Even chef Mollie Katzen, author of the vegetarian bible the Moosewood Cookbook, is experimenting with meat again. “For about 30 years I didn’t eat meat at all, just a bite of fish every once in a while, and always some dairy,” she says. “Lately, I’ve been eating a little meat. People say, ‘Ha, ha, Mollie Katzen is eating steak.’ But now that cleaner, naturally fed meat is available, it’s a great option for anyone who’s looking to complete his diet. Somehow, it got ascribed to me that I don’t want people to eat meat. I’ve just wanted to supply possibilities that were low on the food chain.”
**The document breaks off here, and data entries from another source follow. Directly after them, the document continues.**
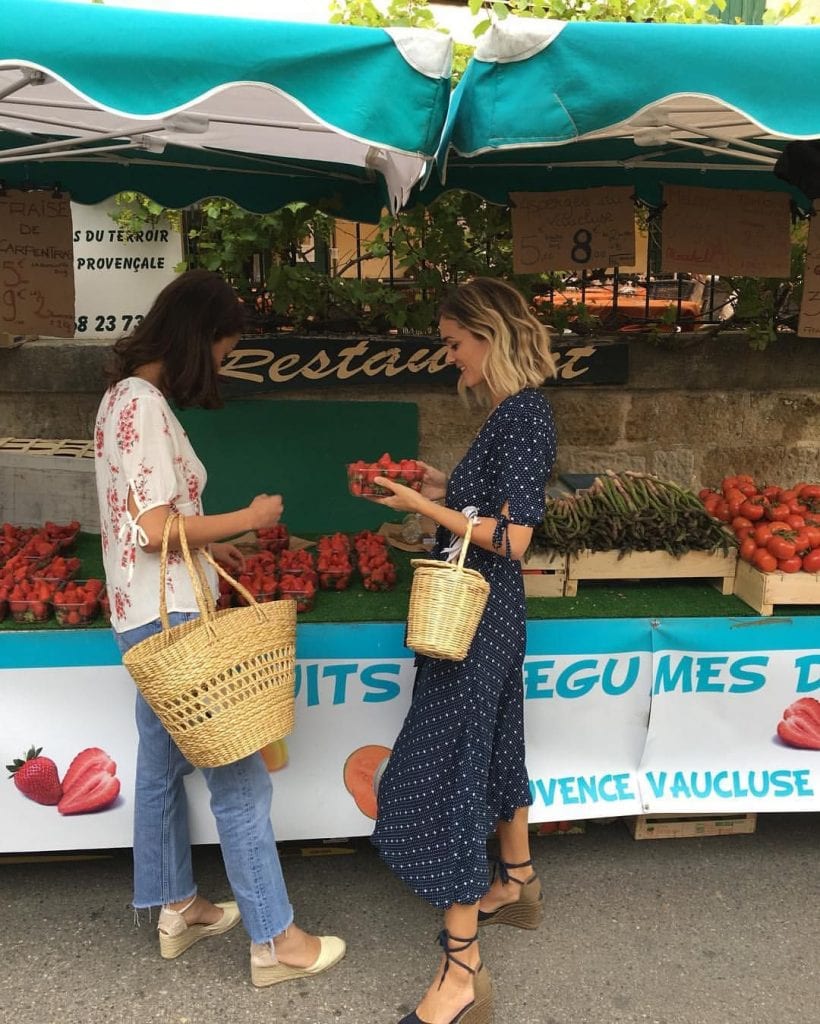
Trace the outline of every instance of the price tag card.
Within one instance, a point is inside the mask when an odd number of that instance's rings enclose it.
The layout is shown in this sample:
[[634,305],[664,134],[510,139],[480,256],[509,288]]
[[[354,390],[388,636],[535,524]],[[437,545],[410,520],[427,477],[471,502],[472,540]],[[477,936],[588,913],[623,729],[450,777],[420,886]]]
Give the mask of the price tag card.
[[635,262],[631,188],[511,192],[510,201],[516,274]]
[[74,274],[68,197],[0,196],[0,332],[74,336]]
[[664,272],[788,277],[789,196],[667,185],[663,190]]
[[820,338],[820,218],[817,216],[809,221],[797,333],[801,338]]

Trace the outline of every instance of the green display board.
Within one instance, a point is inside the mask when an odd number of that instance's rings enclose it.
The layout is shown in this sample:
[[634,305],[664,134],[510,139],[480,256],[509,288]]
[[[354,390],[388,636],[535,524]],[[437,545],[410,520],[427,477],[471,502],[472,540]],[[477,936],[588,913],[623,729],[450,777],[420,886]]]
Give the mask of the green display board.
[[208,470],[205,511],[229,512],[257,494],[281,494],[292,533],[378,528],[400,514],[347,489],[346,465],[418,453],[413,402],[240,400],[186,409],[179,419]]

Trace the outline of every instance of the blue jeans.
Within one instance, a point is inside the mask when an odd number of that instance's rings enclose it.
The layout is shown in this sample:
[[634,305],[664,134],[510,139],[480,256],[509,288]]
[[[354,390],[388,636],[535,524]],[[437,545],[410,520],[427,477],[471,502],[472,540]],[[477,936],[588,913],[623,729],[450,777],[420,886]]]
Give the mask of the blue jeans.
[[[172,612],[171,625],[196,618]],[[114,633],[121,653],[161,629],[159,619]],[[134,801],[134,907],[165,906],[196,893],[184,777],[194,771],[137,691]],[[293,921],[270,820],[272,786],[260,754],[203,768],[225,871],[252,942],[267,942]]]

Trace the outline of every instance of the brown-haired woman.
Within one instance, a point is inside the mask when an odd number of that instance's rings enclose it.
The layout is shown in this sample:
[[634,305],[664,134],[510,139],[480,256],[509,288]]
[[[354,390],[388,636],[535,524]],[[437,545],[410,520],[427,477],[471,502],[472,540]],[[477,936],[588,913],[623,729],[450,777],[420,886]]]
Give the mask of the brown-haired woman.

I understand the drive to become a vegetarian–if it has a face, don’t eat it–and I understand going back to meat. About 20 years ago, I went veggie, but promised myself that if my body told me to begin eating meat again, I would. At first I felt good, but after about a year, I began to crave chicken in a rich sauce. Then one day, I desperately wanted eggs. Acting on the craving, as if I were a starving man, I wolfed down 6 hard boiled eggs as soon as I could cook them. It was then I knew: My body needed and wanted meat. So, I went back to natural eating.
I respect people who control their appetites in furtherance of a moral principle or in obedience to religious dogma. Good for them. Such self control is an example of human exceptionalism in that we are the only species to refuse to act naturally based on belief. But eating meat is not immoral. It is natural. And it is good for us.